Patras Note

The Notes of Avinash Patra, Sr.

                                                          Draupadi A Woman of Rare Love

The Society of Arts,  & Oxofrd University Press, United Kingdom ; 1 edition (February 4, 2012)

      From the Inside Flap

To love five men together, to play wife to them at the same time is a great and arduous task. This needs to be understood rightly. Love does not have much to do with persons; it is a state of mind. And love that is confined to a single person is a poor love. Let us go into this question of love in depth.
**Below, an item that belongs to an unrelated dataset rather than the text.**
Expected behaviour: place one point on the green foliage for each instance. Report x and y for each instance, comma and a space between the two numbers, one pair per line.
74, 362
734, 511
We all insist that one's love should be confined to a single person - a man or a woman. If someone loves you, you want that he should love you and you alone, that he not share his love with another person. You would like to possess that person, to monopolize him or her. We not only want to possess things, we also want to possess men and women. And if we had our way we would possess even the sun and the moon and the stars. So we crave to monopolize love. Because we do not know what love is, we are prone to think that if it is shared with many it will disperse and dwindle and die. But the truth is that the more love is shared, the more it grows. And when we try to restrict it, to control it - which is utterly unnatural and arbitrary - it dries up and eventually dies.

It is unfortunate that people all around the world are trying to capture love and keep it caged in their relationships. But it is not possible to make a captive of love, the moment you try to capture it, it ceases to be love. Love is like air; you cannot hold it in your fist. It is possible to have a little air on your open palm, but if you try to enclose it in your fist, the air escapes. It is a paradox of life that when you try to imprison love, to put it in bondage, love degenerates and dies. And we have all killed love in our foolish attempts to possess it. Really we don't know what love is.

We have our own ideas of what love is and should be, and that is why we misunderstand Draupadi. Despite our best efforts to understand her rightly, there is a lurking suspicion in our minds that there is an element of prostitution in Draupadi: our very definition of a sati, a faithful and loyal wife, turns Draupadi into a prostitute.

It is amazing that the tradition of this country like India respects Draupadi as one of the five most virtuous women of the past. The people who included her among the five great women of history must have been extraordinarily intelligent.